オレンジとも赤とも言えぬ眩しい光を放ちながら、太陽が海へと沈んでゆく。
それに染まった海は波立つたびにキラキラ反射して、まるで宝石箱のようだった。
ああ、あの人はいつもこの景色を見てたんだ。
だからどんな日もここにいるんだ。
妙に納得して、私は完全に日が沈むまで見とれていた。
余韻に浸りながら、ポツポツと散らばる船の明かりを数えたりなんかしていた。
そうだ、お兄ちゃんにも教えてあげよう。
きっと喜んでくれる。
でも私はそこで初めて辺りが真っ暗なことに気付いた。
登るのは簡単でも、降りるのはその何倍も難しい。
それに、今自分がどのくらいの高さにいるのかさえも、全く見当がつかなくなっていた。
急に心細くなり、施設の宿舎を見る。
窓という窓から光が漏れて、みんなのはしゃぎ声が途切れ途切れに耳に届く。
きっと私のことなんて忘れてる、そんな感じ。
「お兄ちゃん…お兄ちゃん」
到底届くわけもない小さな声をあげながら、私はしくしくと泣き出した。
真っ暗な中で、風が葉をざわめかす。
それが何よりも怖かった。
昔読んだ絵本を思い出す。
森に迷い込んだ女の子が、木のおばけに追いかけられる話。
「怖いよぅ…お兄ちゃん」
やがて私がいないことに気付いたのか宿舎が慌ただしくなり、天宮先生をはじめ、職員が私の名を呼びながら外に出てきた。

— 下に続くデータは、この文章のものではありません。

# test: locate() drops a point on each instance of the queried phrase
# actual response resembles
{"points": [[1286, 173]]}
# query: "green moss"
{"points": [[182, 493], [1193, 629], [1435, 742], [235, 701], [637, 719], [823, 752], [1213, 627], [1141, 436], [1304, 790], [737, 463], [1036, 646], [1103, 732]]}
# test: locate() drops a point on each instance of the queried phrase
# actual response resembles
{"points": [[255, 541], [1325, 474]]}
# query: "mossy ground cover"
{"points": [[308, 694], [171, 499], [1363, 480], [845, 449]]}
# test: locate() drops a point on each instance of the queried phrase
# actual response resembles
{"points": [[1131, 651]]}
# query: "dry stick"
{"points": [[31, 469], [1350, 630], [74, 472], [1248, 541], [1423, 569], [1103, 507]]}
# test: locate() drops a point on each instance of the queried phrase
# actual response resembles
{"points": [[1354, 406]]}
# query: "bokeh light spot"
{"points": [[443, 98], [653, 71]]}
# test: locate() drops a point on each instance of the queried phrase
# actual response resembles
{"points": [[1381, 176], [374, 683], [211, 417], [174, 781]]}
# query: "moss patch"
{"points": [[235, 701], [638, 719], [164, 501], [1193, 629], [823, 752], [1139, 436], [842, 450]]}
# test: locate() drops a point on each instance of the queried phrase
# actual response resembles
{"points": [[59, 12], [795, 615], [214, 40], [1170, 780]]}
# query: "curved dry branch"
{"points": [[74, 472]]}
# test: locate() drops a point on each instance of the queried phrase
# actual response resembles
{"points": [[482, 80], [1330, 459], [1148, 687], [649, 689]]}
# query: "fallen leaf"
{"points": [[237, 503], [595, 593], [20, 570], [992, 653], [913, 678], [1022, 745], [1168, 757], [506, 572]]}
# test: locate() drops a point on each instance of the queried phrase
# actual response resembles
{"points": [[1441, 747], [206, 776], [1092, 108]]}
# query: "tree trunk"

ここだよ、そう叫ぼうとして、ふとある考えが頭をもたげた。
「こんな危ないことをして」って、きっとすごく怒られる。
一瞬にして暗闇の恐怖よりも、怒られる恐怖の方が勝る。
私は生い茂る葉に隠れるように、太い幹に抱きついた。
「真琴ー!!」
何度も私を呼ぶお兄ちゃんの声がしたけれど、ただそれを聞いてるしかなかった。